これら患者さんの利益に全くつながらない標準治療ですが、オーソモレキュラー栄養療法でアプローチするならば、これらの頭痛にはどれも「マグネシウム」が著効することが多いです。副作用の多い鎮痛薬を投与するくらいなら、無害なマグネシウムが好ましいことは明らかでしょう。今、現在、頭痛を感じている患者さんなら、硫酸マグネシウムか、マグネシウムを含むマイヤーズカクテルを静注すればてきめんに効果があります。数年間、他に何をやっても治らなかったという頭痛患者さんが、マグネシウムの注射でようやく救われたという話さえあるのです。
マグネシウムが頭痛に効く理由
では、なぜマグネシウムが頭痛に効くのでしょうか?一般の医療現場で標準治療に用いられないのが不思議なのですが、これは血管拍動性であれ筋緊張性であれ、マグネシウムによって血管平滑筋や筋肉が弛緩して頭痛が治まるという実に単純なメカニズムなのです。
中村先生の個人的な実感だそうですが、頭痛が主訴の患者さんを問診していて気づいたことは、その原因が人工甘味料の「アスパルテーム」ではないかということです。アスパルテームは清涼飲料水、ガム、アメなどの菓子類、薬などにしばしば含まれています。カロリーゼロでしかも砂糖の200倍も甘いという、お菓子業界にとっては非常にありがたい人工の甘味料です。
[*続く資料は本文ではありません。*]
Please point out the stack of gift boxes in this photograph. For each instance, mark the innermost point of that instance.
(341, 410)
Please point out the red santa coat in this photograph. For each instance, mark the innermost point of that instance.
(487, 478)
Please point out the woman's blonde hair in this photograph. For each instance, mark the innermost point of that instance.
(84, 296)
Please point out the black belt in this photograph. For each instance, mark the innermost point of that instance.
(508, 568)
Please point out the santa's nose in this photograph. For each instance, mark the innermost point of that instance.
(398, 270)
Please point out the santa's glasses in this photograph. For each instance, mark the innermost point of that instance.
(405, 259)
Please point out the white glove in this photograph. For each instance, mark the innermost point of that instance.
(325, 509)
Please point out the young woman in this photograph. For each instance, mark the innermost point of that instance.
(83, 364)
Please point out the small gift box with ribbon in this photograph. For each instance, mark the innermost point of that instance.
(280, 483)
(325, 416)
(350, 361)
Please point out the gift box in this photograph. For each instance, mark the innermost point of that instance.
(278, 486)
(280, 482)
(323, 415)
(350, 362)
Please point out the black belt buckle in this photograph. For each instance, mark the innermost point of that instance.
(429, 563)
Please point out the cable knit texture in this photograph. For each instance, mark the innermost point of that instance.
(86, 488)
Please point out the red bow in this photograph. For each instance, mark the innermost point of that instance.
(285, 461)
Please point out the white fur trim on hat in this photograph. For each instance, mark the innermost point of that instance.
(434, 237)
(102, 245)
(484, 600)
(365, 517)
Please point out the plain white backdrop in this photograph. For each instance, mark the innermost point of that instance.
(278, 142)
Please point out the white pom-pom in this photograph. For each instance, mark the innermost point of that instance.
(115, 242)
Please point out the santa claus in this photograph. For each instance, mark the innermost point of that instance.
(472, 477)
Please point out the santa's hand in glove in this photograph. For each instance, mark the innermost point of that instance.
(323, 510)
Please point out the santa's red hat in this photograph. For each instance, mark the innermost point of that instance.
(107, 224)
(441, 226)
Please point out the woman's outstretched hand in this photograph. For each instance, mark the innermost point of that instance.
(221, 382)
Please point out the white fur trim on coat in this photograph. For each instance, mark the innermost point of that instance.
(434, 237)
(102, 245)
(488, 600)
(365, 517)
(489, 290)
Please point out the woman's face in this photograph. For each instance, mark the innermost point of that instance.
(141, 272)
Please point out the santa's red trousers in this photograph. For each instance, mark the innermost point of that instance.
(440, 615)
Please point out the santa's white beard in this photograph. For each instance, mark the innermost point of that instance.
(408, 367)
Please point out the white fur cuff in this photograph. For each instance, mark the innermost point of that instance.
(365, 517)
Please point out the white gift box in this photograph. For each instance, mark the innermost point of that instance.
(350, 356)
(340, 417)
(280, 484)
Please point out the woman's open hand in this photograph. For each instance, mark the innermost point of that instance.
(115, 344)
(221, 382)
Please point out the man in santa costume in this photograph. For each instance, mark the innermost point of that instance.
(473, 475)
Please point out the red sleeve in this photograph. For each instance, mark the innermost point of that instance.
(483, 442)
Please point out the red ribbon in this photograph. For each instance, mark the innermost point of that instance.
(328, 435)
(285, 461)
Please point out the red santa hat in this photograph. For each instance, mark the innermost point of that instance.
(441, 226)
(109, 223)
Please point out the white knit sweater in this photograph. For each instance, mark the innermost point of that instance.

しかし、頭痛、癌、糖尿病、肥満、ひきつけ、失明、アルツハイマー病、パーキンソン病、多発性硬化症、ADHD(注意欠陥・多動性障害)、不妊症、精子奇形など、健康に悪影響を与えることは科学的に明らかに示されていました。体への害はエネルギー代謝障害を引き起こす砂糖などの精製糖類よりはるかに大きいと考えられます。
アスパルテームの歴史を振り返ると、食品への添加が始まる経緯には疑問の余地が多く存在します。新たに食品添加物が開発された場合、その許認可を行うのはFDA(アメリカ食品医薬品局)ですが、1980年まではアスパルテームの使用を認めていませんでした。これは、健康への悪影響が明らかなのですから当然の判断です。
しかし、1981年にレーガン大統領になり、FDAの長官が変更されるとすぐに、アスパルテームの使用が許可されました。アメリカの動きには何でも追随するのが日本ですから、日本でもアスパルテームの使用はすぐに許可されました。「国が許可している添加物なのだから、大丈夫だろう」という考えは、そろそろやめるべきかと思います。国民の健康を考えるなら絶対認めてはいけない添加物が、政権交代と同時に認められたという流れは知っておくべき事実でしょう。
人工甘味料は、サッカリンに始まり、アセスルファムK、トレハロース、スクラロース、キシリトールなど非常に多くの種類が食物に添加されていますが、その安全性について科学的に証明されているものは少ないと考えざるをえません。